Isaac Manuel Francisco Albéniz y Pascual (; 29 May 1860 – 18 May 1909) was a Spanish virtuoso pianist, composer, and conductor. He is one of the foremost composers of the Post-Romantic era who also had a significant influence on his contemporaries and younger composers. He is best known for his piano works based on Spanish folk music idioms. Isaac Albéniz was close to the Generation of '98.

Transcriptions of many of his pieces, such as Asturias (Leyenda), Granada, Sevilla, Cadiz, Córdoba, Cataluña, Mallorca, and Tango in D, are important pieces for classical guitar, though he never composed for the guitar. The personal papers of Albéniz are preserved in, among other institutions, the Library of Catalonia.

Life 

Born in Camprodon, province of Girona, to Ángel Albéniz (a customs official) and his wife, Maria de los Dolores Pascual, Albéniz was a child prodigy who first performed at the age of four. At age seven, after apparently taking lessons from Antoine François Marmontel, he passed the entrance examination for piano at the Conservatoire de Paris, but he was refused admission because he was believed to be too young. By the time he had reached 12, he had made many attempts to run away from home.

His concert career began at the age of nine when his father toured both Isaac and his sister, Clementina, throughout northern Spain. A popular myth is that at the age of twelve Albéniz stowed away in a ship bound for Buenos Aires. He then found himself in Cuba, then in the United States, giving concerts in New York and San Francisco and then travelled to Liverpool, London and Leipzig. By age 15, he had already given concerts worldwide. This story is not entirely false, Albéniz did travel the world as a performer; however, he was accompanied by his father, who as a customs agent was required to travel frequently. This can be attested by comparing Isaac's concert dates with his father's travel itinerary.

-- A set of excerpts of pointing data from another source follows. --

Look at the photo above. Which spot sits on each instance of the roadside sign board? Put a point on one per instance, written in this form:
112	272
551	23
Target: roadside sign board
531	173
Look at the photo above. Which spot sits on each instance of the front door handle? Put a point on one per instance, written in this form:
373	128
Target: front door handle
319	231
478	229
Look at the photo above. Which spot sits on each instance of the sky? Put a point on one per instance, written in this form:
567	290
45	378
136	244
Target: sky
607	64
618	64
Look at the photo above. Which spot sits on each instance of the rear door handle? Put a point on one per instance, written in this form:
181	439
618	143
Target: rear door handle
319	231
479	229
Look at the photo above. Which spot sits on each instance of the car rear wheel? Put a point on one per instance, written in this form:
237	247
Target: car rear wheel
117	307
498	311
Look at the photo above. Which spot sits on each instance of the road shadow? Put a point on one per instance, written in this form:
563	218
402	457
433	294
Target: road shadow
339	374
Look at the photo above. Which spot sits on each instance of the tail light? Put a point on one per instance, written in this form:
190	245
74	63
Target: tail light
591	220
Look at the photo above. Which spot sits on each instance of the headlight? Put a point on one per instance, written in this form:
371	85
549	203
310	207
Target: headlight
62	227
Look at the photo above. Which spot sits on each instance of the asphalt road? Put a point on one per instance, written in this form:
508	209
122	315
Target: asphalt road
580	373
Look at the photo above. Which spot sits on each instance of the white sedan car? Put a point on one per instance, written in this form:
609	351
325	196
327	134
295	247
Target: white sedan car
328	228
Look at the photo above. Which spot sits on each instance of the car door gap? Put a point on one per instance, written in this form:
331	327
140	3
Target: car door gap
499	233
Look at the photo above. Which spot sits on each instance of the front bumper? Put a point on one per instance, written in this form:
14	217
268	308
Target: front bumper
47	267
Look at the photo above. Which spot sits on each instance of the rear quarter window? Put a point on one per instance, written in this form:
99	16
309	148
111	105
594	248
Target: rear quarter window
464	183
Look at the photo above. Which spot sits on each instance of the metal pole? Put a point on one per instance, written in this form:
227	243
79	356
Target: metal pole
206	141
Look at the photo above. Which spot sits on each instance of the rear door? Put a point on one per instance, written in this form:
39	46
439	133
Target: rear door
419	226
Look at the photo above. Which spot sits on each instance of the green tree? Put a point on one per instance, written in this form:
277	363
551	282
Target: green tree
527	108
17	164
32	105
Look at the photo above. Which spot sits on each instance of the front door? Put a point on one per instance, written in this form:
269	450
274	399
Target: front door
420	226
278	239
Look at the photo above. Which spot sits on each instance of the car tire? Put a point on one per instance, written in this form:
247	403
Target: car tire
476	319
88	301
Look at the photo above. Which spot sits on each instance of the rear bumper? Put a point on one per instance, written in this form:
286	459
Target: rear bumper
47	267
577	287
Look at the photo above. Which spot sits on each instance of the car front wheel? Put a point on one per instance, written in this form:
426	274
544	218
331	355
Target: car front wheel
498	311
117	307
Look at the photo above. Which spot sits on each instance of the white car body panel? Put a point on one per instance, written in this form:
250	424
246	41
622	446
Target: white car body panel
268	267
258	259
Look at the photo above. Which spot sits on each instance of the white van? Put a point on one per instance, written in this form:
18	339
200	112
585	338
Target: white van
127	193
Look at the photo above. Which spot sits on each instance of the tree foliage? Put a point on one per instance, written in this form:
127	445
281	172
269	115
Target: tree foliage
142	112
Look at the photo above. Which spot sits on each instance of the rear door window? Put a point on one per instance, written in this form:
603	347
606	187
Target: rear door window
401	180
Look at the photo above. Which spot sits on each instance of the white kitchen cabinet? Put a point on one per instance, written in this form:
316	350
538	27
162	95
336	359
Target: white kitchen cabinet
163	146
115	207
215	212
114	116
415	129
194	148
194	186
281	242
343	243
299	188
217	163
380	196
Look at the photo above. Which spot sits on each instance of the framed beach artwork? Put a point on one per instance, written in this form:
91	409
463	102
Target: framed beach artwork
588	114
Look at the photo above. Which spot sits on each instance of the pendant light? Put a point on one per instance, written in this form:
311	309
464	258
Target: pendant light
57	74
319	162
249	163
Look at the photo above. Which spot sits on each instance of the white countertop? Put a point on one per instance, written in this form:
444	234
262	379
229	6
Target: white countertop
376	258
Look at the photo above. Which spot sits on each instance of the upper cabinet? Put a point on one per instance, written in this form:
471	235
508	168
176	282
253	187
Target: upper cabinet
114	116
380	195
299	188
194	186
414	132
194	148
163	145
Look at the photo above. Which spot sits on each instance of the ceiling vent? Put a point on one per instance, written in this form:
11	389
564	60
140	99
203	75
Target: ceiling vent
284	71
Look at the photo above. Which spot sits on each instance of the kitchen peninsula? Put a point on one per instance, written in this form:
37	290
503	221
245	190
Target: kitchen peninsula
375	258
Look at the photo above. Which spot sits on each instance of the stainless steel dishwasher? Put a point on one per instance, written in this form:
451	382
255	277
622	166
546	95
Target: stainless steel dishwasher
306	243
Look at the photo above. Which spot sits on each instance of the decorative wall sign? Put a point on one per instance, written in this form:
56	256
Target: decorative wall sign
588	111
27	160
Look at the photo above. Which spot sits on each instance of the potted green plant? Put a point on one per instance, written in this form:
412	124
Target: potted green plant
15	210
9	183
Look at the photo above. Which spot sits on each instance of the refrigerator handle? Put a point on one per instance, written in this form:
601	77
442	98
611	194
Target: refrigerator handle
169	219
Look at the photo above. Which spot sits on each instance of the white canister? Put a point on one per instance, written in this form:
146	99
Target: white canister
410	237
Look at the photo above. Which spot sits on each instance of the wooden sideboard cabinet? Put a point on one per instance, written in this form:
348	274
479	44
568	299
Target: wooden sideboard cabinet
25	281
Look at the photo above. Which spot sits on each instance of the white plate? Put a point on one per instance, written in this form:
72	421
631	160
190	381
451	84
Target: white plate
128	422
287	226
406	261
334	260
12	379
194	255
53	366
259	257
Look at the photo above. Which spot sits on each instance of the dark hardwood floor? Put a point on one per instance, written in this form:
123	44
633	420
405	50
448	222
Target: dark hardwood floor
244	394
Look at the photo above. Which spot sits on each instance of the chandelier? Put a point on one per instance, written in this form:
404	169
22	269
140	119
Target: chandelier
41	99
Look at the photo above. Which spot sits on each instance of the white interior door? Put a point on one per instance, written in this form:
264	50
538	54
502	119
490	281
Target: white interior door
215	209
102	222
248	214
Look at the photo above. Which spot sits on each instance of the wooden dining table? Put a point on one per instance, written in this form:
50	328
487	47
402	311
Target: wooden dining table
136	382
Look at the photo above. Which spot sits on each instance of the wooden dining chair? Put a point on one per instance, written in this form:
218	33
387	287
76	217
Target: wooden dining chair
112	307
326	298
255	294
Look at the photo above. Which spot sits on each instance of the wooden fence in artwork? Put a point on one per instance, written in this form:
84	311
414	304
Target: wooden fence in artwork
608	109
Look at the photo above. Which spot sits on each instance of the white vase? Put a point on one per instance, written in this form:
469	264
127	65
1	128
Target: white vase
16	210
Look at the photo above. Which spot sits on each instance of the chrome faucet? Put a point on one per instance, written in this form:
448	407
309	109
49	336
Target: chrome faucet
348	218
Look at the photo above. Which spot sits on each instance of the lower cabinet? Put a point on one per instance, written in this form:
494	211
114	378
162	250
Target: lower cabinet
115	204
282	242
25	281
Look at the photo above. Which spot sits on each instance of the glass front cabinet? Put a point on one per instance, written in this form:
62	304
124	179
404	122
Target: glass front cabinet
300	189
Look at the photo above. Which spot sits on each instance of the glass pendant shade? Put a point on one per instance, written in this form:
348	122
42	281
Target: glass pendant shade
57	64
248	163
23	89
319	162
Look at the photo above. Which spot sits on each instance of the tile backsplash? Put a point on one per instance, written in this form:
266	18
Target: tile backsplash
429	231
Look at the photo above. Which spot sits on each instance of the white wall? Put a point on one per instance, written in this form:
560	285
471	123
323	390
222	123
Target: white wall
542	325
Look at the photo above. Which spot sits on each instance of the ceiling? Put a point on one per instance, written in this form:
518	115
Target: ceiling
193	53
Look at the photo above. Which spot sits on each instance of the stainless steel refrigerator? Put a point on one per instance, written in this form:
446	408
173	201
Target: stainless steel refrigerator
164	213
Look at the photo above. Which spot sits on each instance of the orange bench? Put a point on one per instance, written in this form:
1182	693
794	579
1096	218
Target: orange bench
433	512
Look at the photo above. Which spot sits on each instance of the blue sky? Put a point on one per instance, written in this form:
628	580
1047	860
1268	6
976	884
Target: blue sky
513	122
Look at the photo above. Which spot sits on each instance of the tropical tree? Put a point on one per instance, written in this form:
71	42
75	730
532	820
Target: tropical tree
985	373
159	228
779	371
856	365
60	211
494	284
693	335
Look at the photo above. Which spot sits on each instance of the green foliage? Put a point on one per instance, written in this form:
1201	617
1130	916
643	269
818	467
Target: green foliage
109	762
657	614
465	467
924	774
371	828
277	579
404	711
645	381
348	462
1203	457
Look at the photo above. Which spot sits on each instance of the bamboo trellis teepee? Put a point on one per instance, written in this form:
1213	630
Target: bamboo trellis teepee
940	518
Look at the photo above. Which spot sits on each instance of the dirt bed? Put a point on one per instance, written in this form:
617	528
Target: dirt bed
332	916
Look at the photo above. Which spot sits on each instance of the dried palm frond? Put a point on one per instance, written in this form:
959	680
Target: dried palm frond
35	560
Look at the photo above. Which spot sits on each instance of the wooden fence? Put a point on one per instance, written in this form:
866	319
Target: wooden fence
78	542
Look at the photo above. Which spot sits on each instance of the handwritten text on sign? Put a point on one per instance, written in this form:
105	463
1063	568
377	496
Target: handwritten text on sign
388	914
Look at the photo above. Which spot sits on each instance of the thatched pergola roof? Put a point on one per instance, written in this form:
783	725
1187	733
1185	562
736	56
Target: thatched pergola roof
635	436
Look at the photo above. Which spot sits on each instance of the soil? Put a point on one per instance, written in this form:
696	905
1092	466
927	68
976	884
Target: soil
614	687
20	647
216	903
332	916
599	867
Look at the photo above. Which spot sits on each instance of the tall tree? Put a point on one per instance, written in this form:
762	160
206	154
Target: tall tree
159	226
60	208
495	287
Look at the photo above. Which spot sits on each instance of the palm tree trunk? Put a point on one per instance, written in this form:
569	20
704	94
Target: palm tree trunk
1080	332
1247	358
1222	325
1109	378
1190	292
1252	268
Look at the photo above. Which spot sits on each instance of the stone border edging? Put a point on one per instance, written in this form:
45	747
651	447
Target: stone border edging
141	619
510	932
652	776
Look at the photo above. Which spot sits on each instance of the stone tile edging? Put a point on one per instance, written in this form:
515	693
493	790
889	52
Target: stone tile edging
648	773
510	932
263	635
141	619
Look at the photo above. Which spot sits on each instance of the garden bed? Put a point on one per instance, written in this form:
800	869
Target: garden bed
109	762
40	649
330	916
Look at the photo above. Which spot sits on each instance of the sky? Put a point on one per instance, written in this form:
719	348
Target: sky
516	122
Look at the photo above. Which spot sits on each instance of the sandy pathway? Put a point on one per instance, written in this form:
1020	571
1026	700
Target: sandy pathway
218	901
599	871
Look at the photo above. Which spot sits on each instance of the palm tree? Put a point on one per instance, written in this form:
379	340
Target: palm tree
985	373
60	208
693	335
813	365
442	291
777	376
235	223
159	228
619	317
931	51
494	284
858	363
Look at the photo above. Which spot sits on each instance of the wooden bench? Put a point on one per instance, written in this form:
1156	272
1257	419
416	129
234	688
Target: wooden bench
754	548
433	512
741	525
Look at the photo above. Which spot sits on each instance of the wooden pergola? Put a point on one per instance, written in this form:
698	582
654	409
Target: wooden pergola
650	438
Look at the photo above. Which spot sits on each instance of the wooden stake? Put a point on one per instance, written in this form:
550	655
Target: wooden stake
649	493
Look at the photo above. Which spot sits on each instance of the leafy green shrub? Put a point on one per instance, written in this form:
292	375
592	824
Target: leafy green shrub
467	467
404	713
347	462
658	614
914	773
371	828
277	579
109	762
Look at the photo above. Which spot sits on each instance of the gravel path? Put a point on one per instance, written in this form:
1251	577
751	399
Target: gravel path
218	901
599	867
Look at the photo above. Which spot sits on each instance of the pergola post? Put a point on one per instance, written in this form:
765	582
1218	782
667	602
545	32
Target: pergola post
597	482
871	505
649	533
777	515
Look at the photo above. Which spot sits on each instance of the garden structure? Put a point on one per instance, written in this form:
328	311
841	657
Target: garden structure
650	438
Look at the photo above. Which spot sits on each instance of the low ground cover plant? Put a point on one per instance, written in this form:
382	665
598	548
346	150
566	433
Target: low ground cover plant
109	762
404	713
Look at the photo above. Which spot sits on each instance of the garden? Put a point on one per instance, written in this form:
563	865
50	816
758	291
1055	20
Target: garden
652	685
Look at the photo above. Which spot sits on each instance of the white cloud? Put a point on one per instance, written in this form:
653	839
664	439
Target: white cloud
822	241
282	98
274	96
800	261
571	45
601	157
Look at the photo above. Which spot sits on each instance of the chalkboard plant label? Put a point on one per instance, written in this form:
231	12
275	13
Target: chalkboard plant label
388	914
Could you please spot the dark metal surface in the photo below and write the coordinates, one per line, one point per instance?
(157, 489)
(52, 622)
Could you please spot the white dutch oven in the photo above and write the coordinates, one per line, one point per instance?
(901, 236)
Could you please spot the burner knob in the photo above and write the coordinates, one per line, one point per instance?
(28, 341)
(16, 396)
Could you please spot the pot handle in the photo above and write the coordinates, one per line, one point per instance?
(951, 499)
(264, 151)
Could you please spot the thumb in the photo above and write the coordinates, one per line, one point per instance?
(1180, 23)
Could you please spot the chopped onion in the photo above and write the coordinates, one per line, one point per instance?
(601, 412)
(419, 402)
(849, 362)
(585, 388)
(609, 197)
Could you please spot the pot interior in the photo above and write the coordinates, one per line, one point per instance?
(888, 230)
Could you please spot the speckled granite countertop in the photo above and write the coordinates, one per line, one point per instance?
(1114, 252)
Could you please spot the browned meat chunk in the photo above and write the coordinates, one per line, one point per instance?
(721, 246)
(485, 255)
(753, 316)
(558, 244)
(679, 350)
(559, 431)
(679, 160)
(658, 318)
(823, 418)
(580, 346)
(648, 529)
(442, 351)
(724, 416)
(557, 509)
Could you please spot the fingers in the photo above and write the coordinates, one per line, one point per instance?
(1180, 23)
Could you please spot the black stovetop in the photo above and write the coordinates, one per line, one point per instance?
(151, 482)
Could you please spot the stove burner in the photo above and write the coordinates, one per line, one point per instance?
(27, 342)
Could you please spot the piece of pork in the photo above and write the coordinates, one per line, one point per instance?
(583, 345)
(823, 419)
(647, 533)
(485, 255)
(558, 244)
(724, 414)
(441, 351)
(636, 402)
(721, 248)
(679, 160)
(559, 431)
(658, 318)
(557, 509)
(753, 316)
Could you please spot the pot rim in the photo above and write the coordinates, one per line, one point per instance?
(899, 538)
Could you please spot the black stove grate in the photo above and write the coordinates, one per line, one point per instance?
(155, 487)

In 1876, after a short stay at the Leipzig Conservatory, he went to study at the Royal Conservatory of Brussels after King Alfonso's personal secretary, Guillermo Morphy, obtained him a royal grant. Count Morphy thought highly of Albéniz, who would later dedicate Sevilla to Morphy's wife when it premiered in Paris in January 1886.

In 1880 Albéniz went to Budapest, Hungary, to study with Franz Liszt, only to find out that Liszt was in Weimar, Germany.

In 1883 he met the teacher and composer Felip Pedrell, who inspired him to write Spanish music such as the Chants d'Espagne. The first movement (Prelude) of that suite, later retitled after the composer's death as Asturias (Leyenda), is now part of the classical guitar repertoire, even though it was originally composed for piano. Many of Albéniz's other compositions were also transcribed for guitar by Francisco Tárrega. At the 1888 Barcelona Universal Exposition, the piano manufacturer Érard sponsored a series of 20 concerts featuring Albéniz's music.

The apex of Albéniz's concert career is considered to be 1889 to 1892 when he had concert tours throughout Europe. During the 1890s Albéniz lived in London and Paris. For London he wrote some musical comedies which brought him to the attention of the wealthy Francis Money-Coutts, 5th Baron Latymer. Money-Coutts commissioned and provided him with librettos for the opera Henry Clifford and for a projected trilogy of Arthurian operas. The first of these, Merlin (1898–1902), was thought to have been lost but has recently been reconstructed and performed. Albéniz never completed Lancelot (only the first act is finished, as a vocal and piano score), and he never began Guinevere, the final part.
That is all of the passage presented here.